Critics say aid should come with restrictions on share buybacks, characterized as 'symbol of corporate excess'
As governments around the world go from issuing travel advisories to announcing outright bans in the fight against coronavirus, the airline industry has been hit hard, with companies being forced to variously cut executive pay, lay off staff, and ground fleets. In the U.S., airline companies have asked for more than US$50 billion in government aid — and leaders want to tie a big string to that lifeline.
“President Trump has joined Democratic lawmakers demanding corporate aid include new restrictions on the stock buybacks that executives use to support the value of their shares,” reported the Wall Street Journal.
The call for such limitations comes after what the Journal described as “a yearslong campaign … to vilify the share buyback as a symbol of a corporate excess and a broken economy” run by progressive and populist politicians as well as academics.
Critics argue that in buying back stock, companies have prioritized increasing their share price — to the disproportionate benefit of shareholders and executives — over prudence.
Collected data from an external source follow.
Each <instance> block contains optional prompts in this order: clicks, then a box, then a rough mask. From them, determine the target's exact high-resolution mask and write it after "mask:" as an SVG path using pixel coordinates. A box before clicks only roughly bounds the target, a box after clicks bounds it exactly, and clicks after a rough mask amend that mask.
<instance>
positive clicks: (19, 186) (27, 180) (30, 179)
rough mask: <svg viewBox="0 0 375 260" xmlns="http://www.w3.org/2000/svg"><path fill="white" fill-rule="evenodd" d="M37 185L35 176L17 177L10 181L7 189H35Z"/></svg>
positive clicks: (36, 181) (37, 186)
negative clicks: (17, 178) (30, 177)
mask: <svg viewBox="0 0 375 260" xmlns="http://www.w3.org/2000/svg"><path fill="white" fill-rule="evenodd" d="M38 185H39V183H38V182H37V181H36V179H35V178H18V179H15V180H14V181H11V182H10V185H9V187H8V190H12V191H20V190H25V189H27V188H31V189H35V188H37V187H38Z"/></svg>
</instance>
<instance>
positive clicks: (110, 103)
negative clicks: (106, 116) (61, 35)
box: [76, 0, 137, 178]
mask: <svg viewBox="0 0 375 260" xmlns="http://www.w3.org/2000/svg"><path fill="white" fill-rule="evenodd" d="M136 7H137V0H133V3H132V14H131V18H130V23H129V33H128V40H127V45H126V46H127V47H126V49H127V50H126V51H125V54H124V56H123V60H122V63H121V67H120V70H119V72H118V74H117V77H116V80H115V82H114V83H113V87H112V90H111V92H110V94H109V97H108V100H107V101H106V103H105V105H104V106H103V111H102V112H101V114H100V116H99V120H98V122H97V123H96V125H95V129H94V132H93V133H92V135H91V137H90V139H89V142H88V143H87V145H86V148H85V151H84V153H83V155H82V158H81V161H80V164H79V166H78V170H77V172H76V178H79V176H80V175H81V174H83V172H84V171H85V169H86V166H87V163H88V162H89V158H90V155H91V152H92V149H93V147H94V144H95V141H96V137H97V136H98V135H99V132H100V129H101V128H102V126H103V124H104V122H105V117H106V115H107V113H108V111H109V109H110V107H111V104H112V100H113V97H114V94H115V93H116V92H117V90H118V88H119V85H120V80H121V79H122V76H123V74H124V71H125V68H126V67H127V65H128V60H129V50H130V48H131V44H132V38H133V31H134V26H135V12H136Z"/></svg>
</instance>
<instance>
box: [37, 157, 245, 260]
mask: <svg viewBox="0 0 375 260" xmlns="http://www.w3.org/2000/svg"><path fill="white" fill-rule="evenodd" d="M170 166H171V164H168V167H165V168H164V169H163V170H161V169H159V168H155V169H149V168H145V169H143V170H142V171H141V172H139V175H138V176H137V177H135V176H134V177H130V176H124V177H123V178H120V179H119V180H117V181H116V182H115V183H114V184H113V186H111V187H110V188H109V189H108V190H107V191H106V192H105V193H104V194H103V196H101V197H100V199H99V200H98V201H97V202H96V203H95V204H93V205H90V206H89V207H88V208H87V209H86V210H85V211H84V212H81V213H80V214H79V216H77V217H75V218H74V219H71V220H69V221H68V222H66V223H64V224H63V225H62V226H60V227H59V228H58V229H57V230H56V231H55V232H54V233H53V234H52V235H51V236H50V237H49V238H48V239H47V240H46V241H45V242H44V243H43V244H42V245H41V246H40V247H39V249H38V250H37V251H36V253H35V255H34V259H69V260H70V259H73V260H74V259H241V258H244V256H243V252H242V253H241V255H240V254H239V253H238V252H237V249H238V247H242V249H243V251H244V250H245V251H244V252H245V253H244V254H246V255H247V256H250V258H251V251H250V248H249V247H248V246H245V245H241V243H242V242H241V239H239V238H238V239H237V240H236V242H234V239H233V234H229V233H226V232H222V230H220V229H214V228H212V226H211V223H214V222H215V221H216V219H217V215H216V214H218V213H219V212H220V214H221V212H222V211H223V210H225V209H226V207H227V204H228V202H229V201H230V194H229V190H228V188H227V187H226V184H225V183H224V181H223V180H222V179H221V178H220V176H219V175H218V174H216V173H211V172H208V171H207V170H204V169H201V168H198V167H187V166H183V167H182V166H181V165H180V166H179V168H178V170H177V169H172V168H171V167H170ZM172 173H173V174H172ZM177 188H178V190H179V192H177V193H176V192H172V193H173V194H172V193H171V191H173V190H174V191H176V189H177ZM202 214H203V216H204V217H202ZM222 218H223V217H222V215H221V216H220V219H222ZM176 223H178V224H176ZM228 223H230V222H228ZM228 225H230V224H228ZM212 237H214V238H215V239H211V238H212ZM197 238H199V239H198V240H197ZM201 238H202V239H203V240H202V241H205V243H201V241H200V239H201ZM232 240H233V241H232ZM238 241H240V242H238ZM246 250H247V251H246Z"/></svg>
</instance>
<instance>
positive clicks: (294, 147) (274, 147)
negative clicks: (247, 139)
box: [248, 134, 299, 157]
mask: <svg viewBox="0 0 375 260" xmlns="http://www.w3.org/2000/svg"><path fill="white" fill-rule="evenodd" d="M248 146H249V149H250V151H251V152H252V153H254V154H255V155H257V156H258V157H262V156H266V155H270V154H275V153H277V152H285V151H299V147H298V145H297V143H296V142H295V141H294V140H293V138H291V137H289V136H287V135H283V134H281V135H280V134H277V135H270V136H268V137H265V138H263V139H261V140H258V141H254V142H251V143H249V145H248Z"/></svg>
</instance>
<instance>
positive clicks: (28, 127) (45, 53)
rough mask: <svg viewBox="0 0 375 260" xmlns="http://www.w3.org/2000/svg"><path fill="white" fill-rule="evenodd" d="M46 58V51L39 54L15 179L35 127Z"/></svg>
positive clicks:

According to a report in Barrons, Delta Airlines bought back around US$2 billion of stock in 2019, and some US$11 billion since 2013. American Airlines, meanwhile, has reportedly bought back approximately US$12.4 billion since 2014.
Had the two airlines banked their ample profits from previous years instead of repurchasing shares, some critics say, both would have much more capital to spare and would be in a better position to weather the current crisis.
Other arguments have been advanced against buybacks more widely, including the suggestion that they waste company cash that should be reinvested in equipment or worker compensation.
“You can’t take a billion dollars of the money and just buy back your stock and increase the value,” Trump said at a Saturday briefing of its coronavirus task force, as per the Journal.
The comment echoed one from former Vice President Joe Biden, who said companies getting federal money would “have to focus on making sure that any aid they get does not go to buying back their stock.”
Not everyone’s a fan of such limits. In a commentary published by the Journal, Trend Macrolytics CIO Donald L. Luskin and Hynes Capital CEO Chris Hynes argued that buybacks offer a flexible way to return value to shareholders: they can either get cash by selling some shares, or hold on to their shares.
“Paying money out to shareholders frees them to reinvest in new companies with big growth ideas,” the two added. “This is the best way to promote growth for the economy as a whole.”